There’s more, from how government can support scientists who speak unpopular truths to the role of science in setting policies for cannabis use and production.

I don’t know what it says about the Boulton, Glasson and McGuire campaigns that they responded to the questionnaire. I’d like to think it’s because they see science as an important part of their policies. But I suspect that it has more to do with how well organized they are or how much money they have. (On the other hand, Democrat Fred Hubbell’s campaign has the most money and he failed to respond.)

It’s unfortunate that so few candidates replied, because these are important questions. Science, research and evidence should be central considerations for any candidate or elected official, but they may not be unless voters demand it. That’s why the March for Science, nationally, and the Iowa organization are asking these questions. We’re at a disadvantage, however, as a small group fighting for attention.

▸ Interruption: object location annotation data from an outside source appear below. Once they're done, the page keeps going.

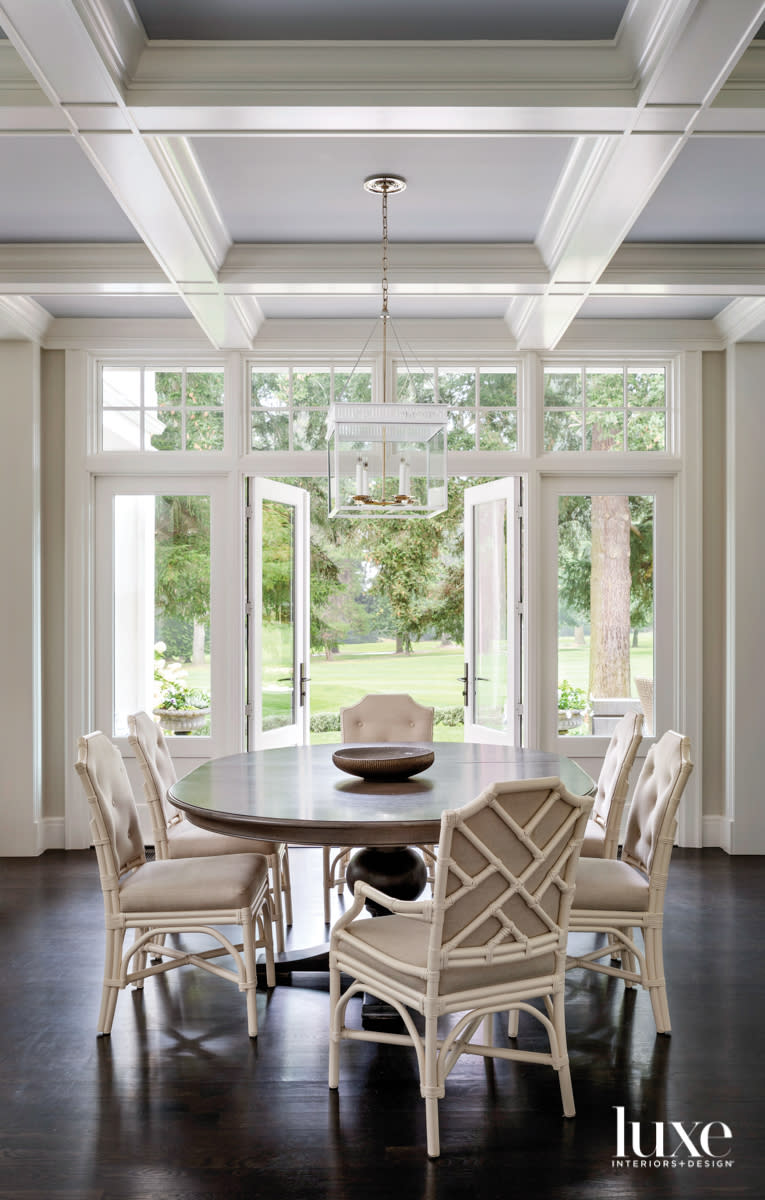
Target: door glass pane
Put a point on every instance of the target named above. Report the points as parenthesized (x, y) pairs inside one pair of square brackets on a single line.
[(604, 612), (162, 612), (491, 613), (278, 616)]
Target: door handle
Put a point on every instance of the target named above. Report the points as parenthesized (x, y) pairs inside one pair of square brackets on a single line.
[(463, 679), (303, 681)]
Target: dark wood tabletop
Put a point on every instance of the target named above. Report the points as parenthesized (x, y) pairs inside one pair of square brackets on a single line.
[(297, 795)]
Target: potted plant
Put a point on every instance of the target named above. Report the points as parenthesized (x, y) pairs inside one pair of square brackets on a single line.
[(572, 706), (179, 707)]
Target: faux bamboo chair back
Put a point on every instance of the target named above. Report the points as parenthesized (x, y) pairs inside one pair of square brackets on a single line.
[(612, 787), (386, 717), (652, 817), (492, 940), (114, 822), (620, 897), (176, 838), (161, 898), (158, 772), (505, 876)]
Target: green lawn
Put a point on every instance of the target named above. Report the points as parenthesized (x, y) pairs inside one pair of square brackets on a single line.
[(573, 661)]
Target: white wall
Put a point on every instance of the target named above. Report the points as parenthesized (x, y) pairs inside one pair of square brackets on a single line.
[(20, 738), (745, 809)]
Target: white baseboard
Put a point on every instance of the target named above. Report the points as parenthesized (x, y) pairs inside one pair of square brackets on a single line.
[(52, 834), (717, 832)]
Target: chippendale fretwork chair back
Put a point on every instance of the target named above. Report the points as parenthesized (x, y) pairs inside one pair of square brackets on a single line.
[(178, 838), (492, 939), (378, 717), (166, 897), (618, 897), (601, 839)]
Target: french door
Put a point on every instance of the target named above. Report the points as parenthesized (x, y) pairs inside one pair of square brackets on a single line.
[(278, 622), (494, 616)]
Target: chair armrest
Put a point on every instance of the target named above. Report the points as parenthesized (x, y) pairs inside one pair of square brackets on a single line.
[(420, 910)]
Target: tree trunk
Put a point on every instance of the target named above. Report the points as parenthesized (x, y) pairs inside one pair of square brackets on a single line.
[(198, 645), (609, 597)]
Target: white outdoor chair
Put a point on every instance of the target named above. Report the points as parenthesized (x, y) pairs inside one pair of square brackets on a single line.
[(178, 838), (378, 717), (492, 937), (616, 897), (168, 897), (601, 839)]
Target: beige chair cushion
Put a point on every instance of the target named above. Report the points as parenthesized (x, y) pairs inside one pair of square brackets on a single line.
[(186, 840), (608, 885), (594, 840), (407, 940), (386, 717), (193, 885)]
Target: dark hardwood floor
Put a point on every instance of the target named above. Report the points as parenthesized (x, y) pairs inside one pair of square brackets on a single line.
[(179, 1104)]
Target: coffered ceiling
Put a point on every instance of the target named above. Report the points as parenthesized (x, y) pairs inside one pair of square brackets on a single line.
[(567, 166)]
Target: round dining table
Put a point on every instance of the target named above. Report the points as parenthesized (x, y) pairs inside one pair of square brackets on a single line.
[(299, 796)]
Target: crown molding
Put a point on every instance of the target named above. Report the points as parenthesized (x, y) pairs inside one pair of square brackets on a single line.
[(742, 321), (660, 337), (101, 268), (23, 318), (127, 335)]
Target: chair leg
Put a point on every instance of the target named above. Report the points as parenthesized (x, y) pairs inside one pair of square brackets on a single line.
[(113, 958), (335, 1027), (287, 886), (251, 971), (560, 1054), (325, 880), (429, 1087), (656, 982)]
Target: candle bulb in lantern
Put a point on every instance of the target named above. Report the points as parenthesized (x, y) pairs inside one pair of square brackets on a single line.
[(403, 478)]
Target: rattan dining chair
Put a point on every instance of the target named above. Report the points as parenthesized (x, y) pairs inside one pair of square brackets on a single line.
[(492, 937), (378, 717), (619, 897), (167, 897), (601, 839), (178, 838)]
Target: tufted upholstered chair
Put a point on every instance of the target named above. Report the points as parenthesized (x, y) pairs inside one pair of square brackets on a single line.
[(378, 717), (601, 839), (178, 838), (493, 936), (618, 897), (167, 897)]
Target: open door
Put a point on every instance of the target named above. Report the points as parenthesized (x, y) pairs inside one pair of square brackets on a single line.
[(494, 616), (277, 615)]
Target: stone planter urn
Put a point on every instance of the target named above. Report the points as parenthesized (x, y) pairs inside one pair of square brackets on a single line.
[(568, 720), (181, 720)]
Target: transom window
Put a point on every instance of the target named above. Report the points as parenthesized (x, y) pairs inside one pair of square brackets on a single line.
[(482, 403), (604, 408), (169, 408), (289, 405)]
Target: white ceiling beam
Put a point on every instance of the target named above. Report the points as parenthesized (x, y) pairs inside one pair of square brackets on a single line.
[(742, 319), (78, 54), (23, 318), (684, 52)]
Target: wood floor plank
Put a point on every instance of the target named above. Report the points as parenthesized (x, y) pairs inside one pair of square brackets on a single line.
[(179, 1104)]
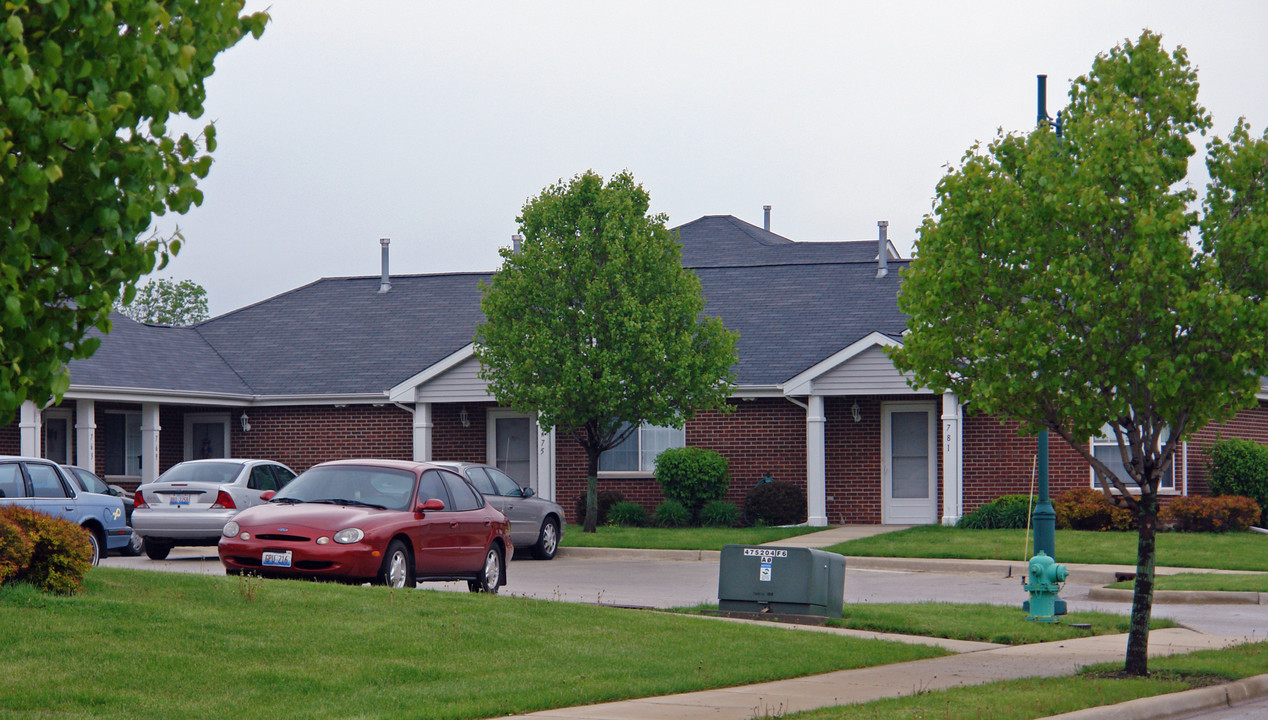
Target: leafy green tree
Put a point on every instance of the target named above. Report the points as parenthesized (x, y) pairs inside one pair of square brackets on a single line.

The Libertarian and Green party candidates who responded have nothing to lose and perhaps have more time to reply. They also need all the attention they can get since the media typically give them little coverage.

Apart from Battaglia, the third-party candidates who responded were Libertarian Charles Aldrich, a Fourth District congressional candidate, and Paul Knupp, who switched from the Democratic primary to the Green Party ticket for the Third District.

Knupp, a minister and former hospital chaplain, supports water quality monitoring and research into solutions to Iowa’s polluted rivers and lakes. He cites his experience helping found the Iowa Green Party 34 years ago and noted that its members tested Iowa City’s water supply and released the results. He wants to ban concentrated animal feeding operations and rejoin the Paris Climate Accord, which the Trump Administration rejected. (Glasson also supported this.)

“We will set and cap emissions from factories and cars at levels scientifically recommended in the Accord,” Knupp writes – without even a trading system that allows factories to buy the right to pollute, a measure touted as using market forces to cut carbon emissions.

So, Knupp’s suggested approach relies heavily on regulation. Aldrich? Well, he has some rather different views.

On human-caused climate change? “This is a myth,” the industrial engineer from Clarion wrote. While his brief answers generally support science’s role, Aldrich pushes for cost-benefit analyses of nearly every policy and letting private enterprise provide solutions – if there’s public demand for them. Unfortunately, a hands-off market approach gave us polluted water and increased greenhouse gases. And it may be difficult to justify the short-term costs of reducing greenhouse gases against long-term catastrophic climate change predictions.

At least Aldrich’s answers won’t tax you. Most are one sentence and he didn’t answer the last five.